Look, I can blog from home as well. I'm unstoppable, at least until I get bored.
I've been reading Colin Camerer's Behavioral Game Theory, a book about which much could be said (and much of that much would be positive). In the middle, he writes, parenthetically: "(For example, about 80% of new restaurants fail within a year.)" Page 368, no citation, a fact that has just fallen out of the sky. It seems like I've seen variations on this statistic ever since I was a child. Camerer is a business economist, so maybe this does eminate out of a series of regular studies that are done and reported by restaurant-focused economists.
Still, I wonder if this number is really legit, or if it is like the idea that we only use 10% of our brains, a numerical urban legend. It is certainly not in line with my mental subjective probability when I see a new restaurant opening--I don't think, "4-1 odds it won't be hear in a year," or, at least, not unless I think the restaurant is based on some spectacularly doomed premise. Or, at the end of the year, I don't look back and review the wasteland of failed restaurants for that year and toast the lucky survivors.

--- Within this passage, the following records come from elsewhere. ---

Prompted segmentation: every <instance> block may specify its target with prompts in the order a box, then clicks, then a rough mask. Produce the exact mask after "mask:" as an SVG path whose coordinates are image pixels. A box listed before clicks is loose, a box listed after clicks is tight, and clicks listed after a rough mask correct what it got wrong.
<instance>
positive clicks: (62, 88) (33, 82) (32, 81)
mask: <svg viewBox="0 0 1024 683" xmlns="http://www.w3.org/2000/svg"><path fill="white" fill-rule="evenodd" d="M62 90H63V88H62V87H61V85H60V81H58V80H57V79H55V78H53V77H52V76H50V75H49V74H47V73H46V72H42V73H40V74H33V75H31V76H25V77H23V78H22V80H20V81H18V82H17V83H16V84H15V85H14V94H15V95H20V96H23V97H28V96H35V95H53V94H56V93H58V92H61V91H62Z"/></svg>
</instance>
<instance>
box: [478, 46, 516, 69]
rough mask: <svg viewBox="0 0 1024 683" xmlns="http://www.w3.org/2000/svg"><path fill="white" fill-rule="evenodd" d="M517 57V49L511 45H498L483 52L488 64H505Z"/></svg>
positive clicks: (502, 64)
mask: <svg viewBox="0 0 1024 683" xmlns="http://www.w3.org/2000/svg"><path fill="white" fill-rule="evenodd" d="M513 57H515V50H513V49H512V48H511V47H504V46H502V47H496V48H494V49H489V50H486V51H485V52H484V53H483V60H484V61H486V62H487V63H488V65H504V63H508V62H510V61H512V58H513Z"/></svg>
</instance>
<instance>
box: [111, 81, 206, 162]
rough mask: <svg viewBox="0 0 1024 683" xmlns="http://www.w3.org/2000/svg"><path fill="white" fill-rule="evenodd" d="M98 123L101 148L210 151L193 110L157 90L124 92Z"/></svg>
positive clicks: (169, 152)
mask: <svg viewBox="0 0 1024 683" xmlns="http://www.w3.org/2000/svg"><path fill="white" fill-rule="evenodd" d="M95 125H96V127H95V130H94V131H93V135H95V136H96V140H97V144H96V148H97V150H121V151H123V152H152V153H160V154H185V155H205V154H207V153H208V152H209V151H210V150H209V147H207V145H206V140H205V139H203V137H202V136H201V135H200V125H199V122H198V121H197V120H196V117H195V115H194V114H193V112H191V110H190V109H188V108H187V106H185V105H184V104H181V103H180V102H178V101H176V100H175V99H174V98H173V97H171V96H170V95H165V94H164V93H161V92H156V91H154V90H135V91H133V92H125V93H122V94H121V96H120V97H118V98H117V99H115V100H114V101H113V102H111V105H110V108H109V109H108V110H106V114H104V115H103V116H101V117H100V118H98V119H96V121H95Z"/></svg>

If this fact really does have a basis in, well, fact, are restaurants that are part of franchises supposed to count toward this total? I would think that they must not, because I'm sure that franchises don't open with the idea that there is only a one in five chance they'll still be going in a year.
But, anyway, where does this number come from? How old is it? What is it based on? Is this too much to ask in a humble and nascent weblog?